Using planes with alpha effect ?
Just modeling the cards entirely ? Since there won’t be much visible on the screen it would be only a couple of hundred polygons, when i make the cards really rounded - Would it be possible to get a “realtime” drop shadow ?
Or use another plane with the drop shadow alpha effect underneath the card plane ?
What would be the best way to handle all the 52 card variations ?
Make 52 unique textures ?
Make one bigger texture for each suit ?
Make one giantass texture ? - I don’t even think that’s possible or reasonable :o
There will be no fancy card animations whatsoever. It will be a simple, simple 2d card game setup. What would you suggest as the most performant solution ? I’m really interested in hearing interesting solutions and approaches that I can forward to the programmer
edit: I just downloaded the Iphone-Match example files. It seems that approach 2) and 3) seem reasonable. Yet I wonder about the textures. The cards are a bit bigger than on this specific example.
With so few objects there’s not really much to be gained by texture atlasing. Performance-wise you generally want to avoid alpha textures as much as possible because of overdraw, so ideally you’d model the cards using polygons, and use a backwards-L shape model for the shadow, where you include only the bottom and right strips. Not sure if it really makes that much difference for a card game though.
So you’d make 52 individual textures for this game ?
But how do I get the soft shadow on the L-Shape model ? A modeled version looks too sharp for our needs. The IPhone-Match example had an alpha shadow texture as well, if I understood the assets hierarchy correctly.
You could potentially reduce memory requirements for textures by making textures for the card numbers (two sets, black and red), plus the four suits, and then use UV mapping to set these. It depends on how high-res the textures are as to whether this would be worth the bother though. The shadow would be applied to the reverse-L model using alpha, then overlay the card model on top:
maybe you could also model the symbol, use 3D text for number then you arrange your stuff using prefab to make your card , that will let you mainly with the back card texture the rest can be simple color…
or as eric said using UV mapping , in that case you may divide your card maybe like a grid so you can easily move the square UV you need on an atlases representing all your suits symbol.
Wow, all of that for a simple card game seems like a tremendous amount of overkill. Great suggestions, however, if there were other CPU draws like physics and skinned models. I wouldn’t worry about alpha overdraw in this case as there are no overlapping cards with alpha in your layout. The texture atlas is a good idea, from a performance standpoint, because at runtime you’re only loading one texture vs. 52 individual textures. The other side of the argument is with a large texture atlas you’ll begin to lose resolution so having certain items (card suit symbols and such) would benefit with perhaps a large section of UV space meant for each suit symbol and facecard image. Some testing should be done on the device to give you realworld data on what looks good to you.
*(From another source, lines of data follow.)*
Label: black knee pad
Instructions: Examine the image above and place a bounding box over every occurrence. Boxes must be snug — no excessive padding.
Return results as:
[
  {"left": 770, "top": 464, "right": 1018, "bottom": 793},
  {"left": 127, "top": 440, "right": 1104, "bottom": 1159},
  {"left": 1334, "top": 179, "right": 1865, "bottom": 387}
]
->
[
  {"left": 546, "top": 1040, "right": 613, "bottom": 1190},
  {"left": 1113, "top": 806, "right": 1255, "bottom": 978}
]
It’s overlapping the background though, and with cards filling most of the display, you have a large amount of overdraw. Putting a single quad with transparency over the entire display can have a noticeable effect on framerate on retina displays; it’s the same general thing in this case. Also, framerate isn’t the only consideration–the less work you make the GPU do, the less battery is used.
It’s not necessarily beneficial; it depends on how you handle it. If you used a single card model and changed the face by changing the UV offset in the material, then you’d end up with 52 different materials at runtime, which is not really any better than just using 52 different textures. You’d need 52 unique card models in order to use a single material and actually have a performance benefit.
Actually, this is how I ended up realizing it.
Model one card shape and the shadow L as Eric5h5 suggested.
The card shape is modeled, that I have 2 square shape parts on it, that I can cut out and move around on the uv’s.
Made one texture with all the symbols (jokers, numbers,…) on it - just like the Unity IPhone Match example - since the cards are pure white and don’t have a gradient, that works fine.
A second texture was made for making the back of the cards with 4 variations.
The shadow L works great also. Now I just hope we can implement it all without problems. If there shall rise any, I’ll make sure to let you know ^^
thank you for clearing that up Eric. Something like this would be useful as a tips and tricks sticky for us modelers.
I’m curious about the overdraw and can’t get a solid answer from other coder friends. Does the overdraw occur wherever a pixel goes to 254 and below? or if the texture has an alpha channel it will overdraw over the entire model that uses that texture?